Following trade talks between the U.S. and China held in Stockholm, Sweden from July 28-29, the current implementation date for 30% reciprocal tariffs on China remains set for August 12. While officials announced an agreement during the summit to potentially extend the deadline, U.S. officials clarified that the extension was pending the direct approval of President Trump, who has yet to confirm or deny the extension. U.S. Treasury Secretary Scott Bessent has suggested a further extension could last for 90 days. 

United States enacts copper tariffs and promises further tariffs to come

On August 1, the U.S. 50% tariffs on copper products came into effect.

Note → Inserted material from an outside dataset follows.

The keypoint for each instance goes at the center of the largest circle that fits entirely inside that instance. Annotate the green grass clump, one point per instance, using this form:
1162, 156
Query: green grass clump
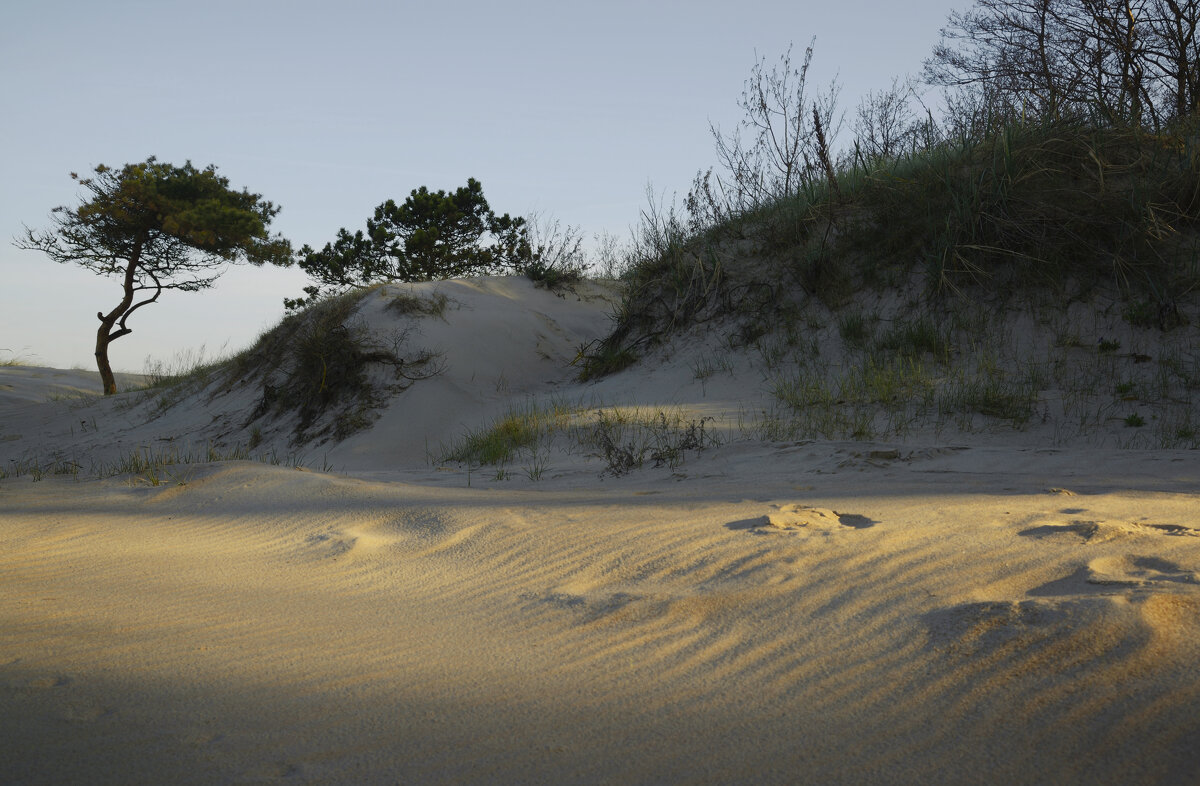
321, 364
1033, 211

In an executive order, the Trump administration detailed that the tariffs would only apply to semi-finished products such as copper pipes, wires, rods, sheets and tubes, as well as products made with copper including pipe fittings, cables, connectors and electrical components. The order excludes key copper inputs including ores, concentrates, and cathodes. Additionally, the order also enacted several export controls to require 25% of copper scrap produced in the U.S. to be sold domestically beginning immediately, and to require 25% of domestically produced copper ore, concentrates, cathodes and anodes to be sold domestically beginning in 2027. The latter requirement will be increased to 40% in 2029.

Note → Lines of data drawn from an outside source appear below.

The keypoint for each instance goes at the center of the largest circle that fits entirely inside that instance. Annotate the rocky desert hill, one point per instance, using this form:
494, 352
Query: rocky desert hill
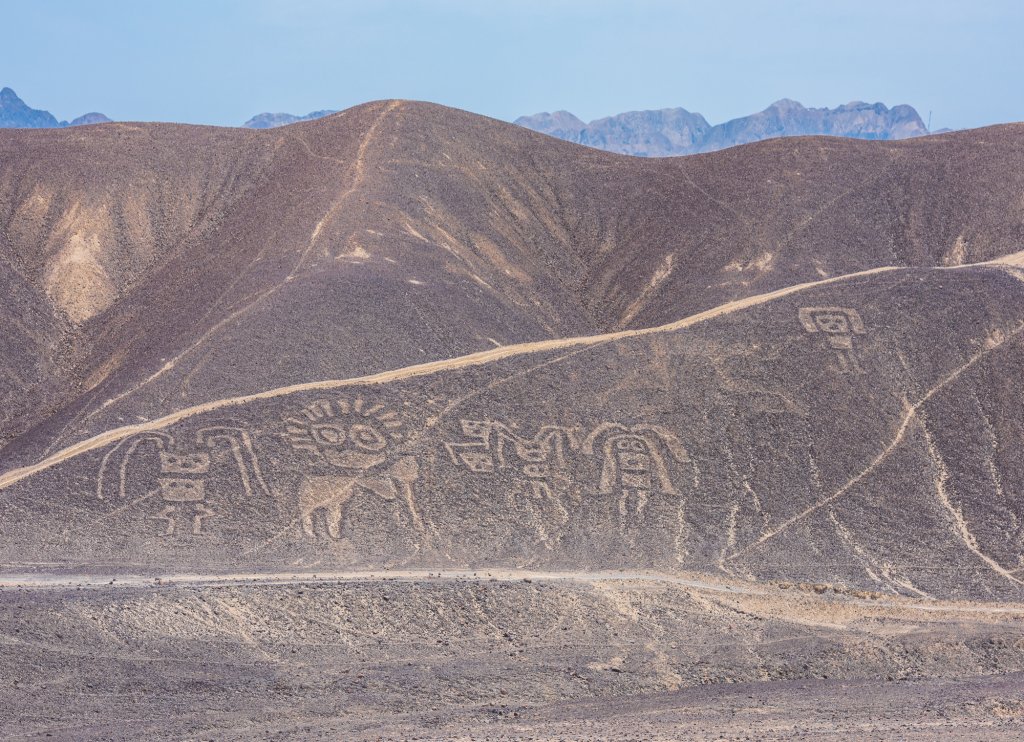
406, 421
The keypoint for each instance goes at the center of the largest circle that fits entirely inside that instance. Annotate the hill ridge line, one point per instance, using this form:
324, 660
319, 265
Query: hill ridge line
479, 358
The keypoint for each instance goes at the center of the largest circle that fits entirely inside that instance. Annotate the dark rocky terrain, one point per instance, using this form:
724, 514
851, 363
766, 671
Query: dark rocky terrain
15, 114
677, 131
406, 422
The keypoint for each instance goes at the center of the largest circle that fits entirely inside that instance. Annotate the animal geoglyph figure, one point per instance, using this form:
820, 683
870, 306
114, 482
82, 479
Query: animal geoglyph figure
356, 441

Additionally, on August 6, President Trump shared new plans to enact a 100% tariff on imported semiconductors. The tariff is scheduled to be officially announced within the following week. The measure is expected to provide exemptions for semiconductor manufacturers that have made or pledged significant investments in the U.S., which likely includes companies such as Nvidia, Micron, and Taiwan Semiconductor Manufacturing Corporation that have pledged U.S. investments. It is unknown when these tariffs would come into effect. President Trump also provided further details on upcoming pharmaceutical tariffs. According to the announcement, the U.S. will place a small tariff of an unspecified amount on pharmaceutical products at an unknown date in the immediate future, followed by a tariff of 150% after a year and a half. Tariffs will ultimately be raised to 250% at an unspecified date.

President Trump has also passed a measure to end the “de minimis” package tariff exemption for all countries after previously ending the exemption for China and Hong Kong. Under the exemption, small packages containing goods valued at less than $800 (€691) were not charged tariffs and customs paperwork was reduced. The exemption is set to expire on August 29.